An employer (“Applicant”) planned to require a sample of its 1100 employees to undergo voluntary and anonymous HIV testing. Applicant defended its intention by claiming that in planning for manpower needs, it was necessary to assess the prevalence of HIV among employees. Applicant also intended to use the test results to determine the impact of HIV in the workplace, establish support facilities for employees living with HIV, and develop preventive measures to protect employees from infection. Applicant had already undertaken measures to raise employees’ awareness of HIV/AIDS, and to encourage them to seek voluntary testing and counseling. Section 7(2) of the Employment Equity Act 55 of 1998 prohibits the “testing of an employee to determine that employee’s HIV status” unless the Labor Court ﬁnds that the testing is justiﬁed. Applicant asked the Labor Court to declare that its plan for anonymous and voluntary HIV testing did not fall under Section 7(2) of the Act, or alternatively, that the plan was justiﬁed under the Section.
The issue in this case was whether Applicant’s plan to anonymously and voluntarily test some of its employees for HIV was fell under and was prohibited by Section 7(2) of the Act.
The Court noted that the fundamental purpose of Section 7 is to prevent employers from unfairly discriminating against employees based on their health. The Court reasoned that in determining whether testing falls under Section 7, one must consider whether either the intent or the effect of the testing is discriminatory. The Court first determined that the two ways this testing might not be discriminatory was because it is anonymous and voluntary. The Court examined each aspect separately.
First, the Court examined the issue of anonymous testing, noting that there is no risk of discrimination based on medical condition when the employer cannot identify which employees have HIV. The Court further explained that the prohibition on HIV testing on employees was established to prevent the employer from learning of the specific employee’s HIV status. The Court therefore reasoned that when the employer is unable to ascertain the status of a specific employee, they cannot determine whom of their employees is HIV positive and thus cannot subject anyone to unfair discrimination. The Court required a slight alteration in the dissemination of the results (combine the results of all employees between the ages of 16-35 for statistical purposes) to ensure anonymity among all employees. As long as the Court is assured that Applicant will not have access to the testing result of a particular employee, Applicant’s plan does not fall within the scope of Section 7(2). The employer must therefore ensure the anonymity of the testing, which must be conducted by an independent, professional testing agency.
The Court then clarified the difference between voluntary and compulsory testing, and held that Section 7 applies to all compulsory testing, but not to truly voluntary testing. In this regard, employers cannot attach any sanction or disadvantage to employees who refuse to undergo testing. Section 7 therefore applies only to compulsory or involuntary testing. In such cases, employers require a court order before proceeding with their testing program.

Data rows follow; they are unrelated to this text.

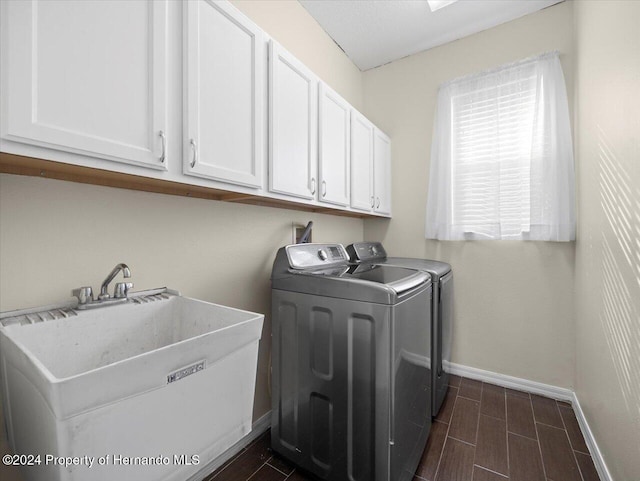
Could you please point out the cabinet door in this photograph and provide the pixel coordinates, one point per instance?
(293, 126)
(382, 172)
(333, 147)
(224, 82)
(86, 77)
(361, 162)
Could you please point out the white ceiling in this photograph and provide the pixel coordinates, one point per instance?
(375, 32)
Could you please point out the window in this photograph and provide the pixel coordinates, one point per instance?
(501, 158)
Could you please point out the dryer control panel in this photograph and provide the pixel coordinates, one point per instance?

The Court reasoned that prohibiting voluntary testing would adversely impact people who would like to be tested, and it was unlikely the legislature wished to restrict access to voluntary testing services when it instituted Section 7. The Court added that Section 7 does not prohibit the employer from knowing the employee’s HIV status if the employee voluntary informs the employer. Section 7 aims to prohibit the employer’s non-consensual acquisition of an employee’s HIV status which may result discrimination against the employee.
The Court concluded that anonymous and voluntary HIV testing of employees is not prohibited by Section 7 of the Act. It was therefore unnecessary to address the question of justiﬁability.